Earlier this week, the two partners released a report outlining the results of the Dynamic Learning Project , a teacher-coaching program piloted in 50 low-income schools across Alabama, California, Pennsylvania, South Carolina and Texas last year. The report found that instructional coaching — the process of teaching the teacher — paid dividends for teachers who might have struggled to otherwise integrate technology into their classroom.

Each school was specially selected by Google and Digital Promise based on interest from faculty and the severity of its “digital use divide,” or the skill of its faculty in utilizing the technology available to them.

Each school chosen for the project had adequate technology available to its teachers, but inadequate training or integration between the tools and the curriculum to actually justify the “use” of a 21st century lesson plan, said Aubrey Francisco, chief research officer of Digital Promise, and Liz Anderson, head of social impact programs at Google for Education.

“The first [divide] level is whether students have access to tools, and the second level is about how those tools are actually being used in the classroom,” Anderson said.

Anderson wanted to see if, by providing coaching to teachers in low-income communities, her team and Digital Promise could increase teachers’ confidence, build their skills and tap into the value of the technology tools that their schools have already invested in.

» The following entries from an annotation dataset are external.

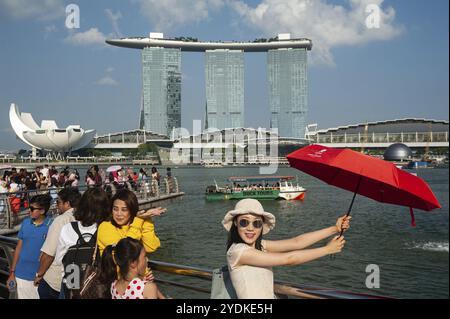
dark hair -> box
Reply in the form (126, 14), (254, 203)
(73, 188), (111, 227)
(30, 194), (52, 216)
(100, 237), (144, 286)
(111, 188), (139, 228)
(227, 216), (264, 251)
(58, 187), (81, 208)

With funding from Google for Education, the project sponsored 50 instructional technology coaches, or DLP coaches, for one year. The coaches — many of whom were previously employees at their respective schools prior to the project — essentially became resident technology experts that the schools otherwise would not have had the resources or ability to provide.

Teachers took advantage of the free expertise from the coaches, who themselves were mentored by Google throughout the year. Working with around 10 teachers over an eight-week instructional period, the coaches first identified specific challenges that educators faced with classroom technology, while brainstorming potential solutions — tech-based or otherwise. Over the subsequent eight weeks, coaches observed, assisted and co-taught lessons empowering the lead teacher in his or her use of technology — a strategy that Anderson and Francisco said works well.

While the process could be considered personalized learning for teachers, it’s not just about learning how to turn on a new Smartboard or use a new software program on a tablet. In one 7th-grade history class, a teacher turned a news literacy lesson involving a decidedly non-digital form of media — newspapers — into a multimedia-based group project, in which students showcased online research, design and critical thinking skills to build their own newspaper as a classroom.

The project seems to have worked. A year later, Anderson and Francisco are adding 36 new schools while retaining 44 of the original 50, and more than 80 percent of DLP teachers agreed that they’re more capable of using technology to boost student collaboration, creativity, communication, critical thinking, agency and more skills throughout the instructional cycle.

Schools interested in participating next year are encouraged to apply on Digital Promise’s website. While Google will not fund the coaches as it did in the project’s inaugural year, it will continue to provide mentorship and support.